Rapports discriminatoires de la police avec les Noirs

En 2010, une étude de Christopher McAll et de Léonel Bernard, du Centre de recherche de Montréal sur les inégalités sociales et les discriminations, montrait qu’aussi bien dans les quartiers ouest, est ou nord de Montréal, un jeune Noir courait de 7 à 11 fois plus de risques qu’un Blanc d’être interpellé par les policiers. La surinterpellation policière peut se traduire par l’arrestation et la prison.

« Pour la plupart des infractions, la surreprésentation des jeunes Noirs dans le système de justice serait directement tributaire d’une surveillance accrue de la part des policiers », concluait l’étude (Revue Relations, no 735). Le SPVM avait promis de prendre des mesures pour améliorer les relations entre ses policiers et les Noirs.

Mais dix ans plus tard, les résultats de recherche de Victor Armoney (UQAM), Mariam Hassaoui (TELUQ) et Massimiliano Mulone (UdM) (Le Devoir, 8 octobre 2019) reconfirment cet état de fait. Pour dire que les rapports discriminatoires de la police envers cette catégorie sociale ont la vie dure. Pourquoi ?

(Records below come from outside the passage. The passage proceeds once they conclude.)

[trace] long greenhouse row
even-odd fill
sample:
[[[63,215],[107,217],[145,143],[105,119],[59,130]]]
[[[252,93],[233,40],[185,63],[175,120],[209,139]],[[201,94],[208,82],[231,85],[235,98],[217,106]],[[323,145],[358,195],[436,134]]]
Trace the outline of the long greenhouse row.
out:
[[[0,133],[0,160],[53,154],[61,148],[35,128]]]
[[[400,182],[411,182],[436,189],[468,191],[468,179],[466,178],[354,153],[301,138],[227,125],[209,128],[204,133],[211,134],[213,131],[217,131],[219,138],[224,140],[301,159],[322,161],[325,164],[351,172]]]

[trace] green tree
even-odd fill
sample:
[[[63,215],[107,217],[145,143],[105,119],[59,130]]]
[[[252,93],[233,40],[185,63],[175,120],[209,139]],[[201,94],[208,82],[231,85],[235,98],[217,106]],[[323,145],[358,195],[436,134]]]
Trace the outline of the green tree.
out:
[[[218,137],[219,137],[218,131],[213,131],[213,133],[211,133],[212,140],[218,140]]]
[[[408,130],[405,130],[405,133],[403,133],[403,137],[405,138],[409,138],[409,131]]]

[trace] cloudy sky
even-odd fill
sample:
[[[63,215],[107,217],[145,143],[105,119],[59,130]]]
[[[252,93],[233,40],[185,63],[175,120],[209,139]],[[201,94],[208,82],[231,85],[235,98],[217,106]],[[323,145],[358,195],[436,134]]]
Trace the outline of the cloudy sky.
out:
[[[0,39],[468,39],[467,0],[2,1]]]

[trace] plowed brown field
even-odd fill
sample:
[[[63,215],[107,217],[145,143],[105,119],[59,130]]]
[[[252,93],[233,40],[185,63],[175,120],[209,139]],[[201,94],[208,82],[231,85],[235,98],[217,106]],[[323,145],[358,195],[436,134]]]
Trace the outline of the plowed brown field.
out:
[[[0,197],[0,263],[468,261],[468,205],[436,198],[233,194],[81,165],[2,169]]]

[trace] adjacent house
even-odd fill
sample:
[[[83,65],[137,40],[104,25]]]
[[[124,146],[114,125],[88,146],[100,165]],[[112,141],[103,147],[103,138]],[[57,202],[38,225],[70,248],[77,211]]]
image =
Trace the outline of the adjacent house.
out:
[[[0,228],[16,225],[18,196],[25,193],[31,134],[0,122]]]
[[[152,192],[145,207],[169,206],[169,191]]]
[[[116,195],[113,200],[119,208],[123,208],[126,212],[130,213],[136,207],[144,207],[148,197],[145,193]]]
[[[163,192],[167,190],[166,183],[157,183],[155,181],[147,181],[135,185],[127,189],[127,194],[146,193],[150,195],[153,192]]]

Le corps policier a pour fonction de maintenir l’ordre, de prévenir le désordre, la délinquance ou le crime dans la société. Or les attitudes et les comportements des individus sont évalués sur la base de croyances (vraies ou fausses), de jugements de valeur, etc. La sur-surveillance, la surinterpellation des Noirs s’expliqueraient par les croyances que ceux-ci seraient, toutes choses étant égales par ailleurs, potentiellement plus délinquants, plus portés à commettre des crimes que leurs concitoyens blancs.

Cette pratique discriminatoire résulterait donc de l’éducation et de la formation des policiers. Un programme de formation et de sensibilisation permanente à la diversité culturelle contribuerait à corriger progressivement la situation. Si un tel programme est nécessaire, il demeure cependant insuffisant. Car des policiers très sensibilisés qui expriment leurs sentiments antidiscriminatoires, en participant par exemple à des matchs de soccer avec de jeunes Noirs, ne changent rien à la réalité quotidienne des discriminés. Ce qu’il faut en plus, c’est mettre en oeuvre des politiques, des ressources financières suffisantes pour changer les conditions sociétales qui permettent la discrimination. C’est à ce travail qu’une société démocratique comme le Québec doit s’atteler de façon permanente.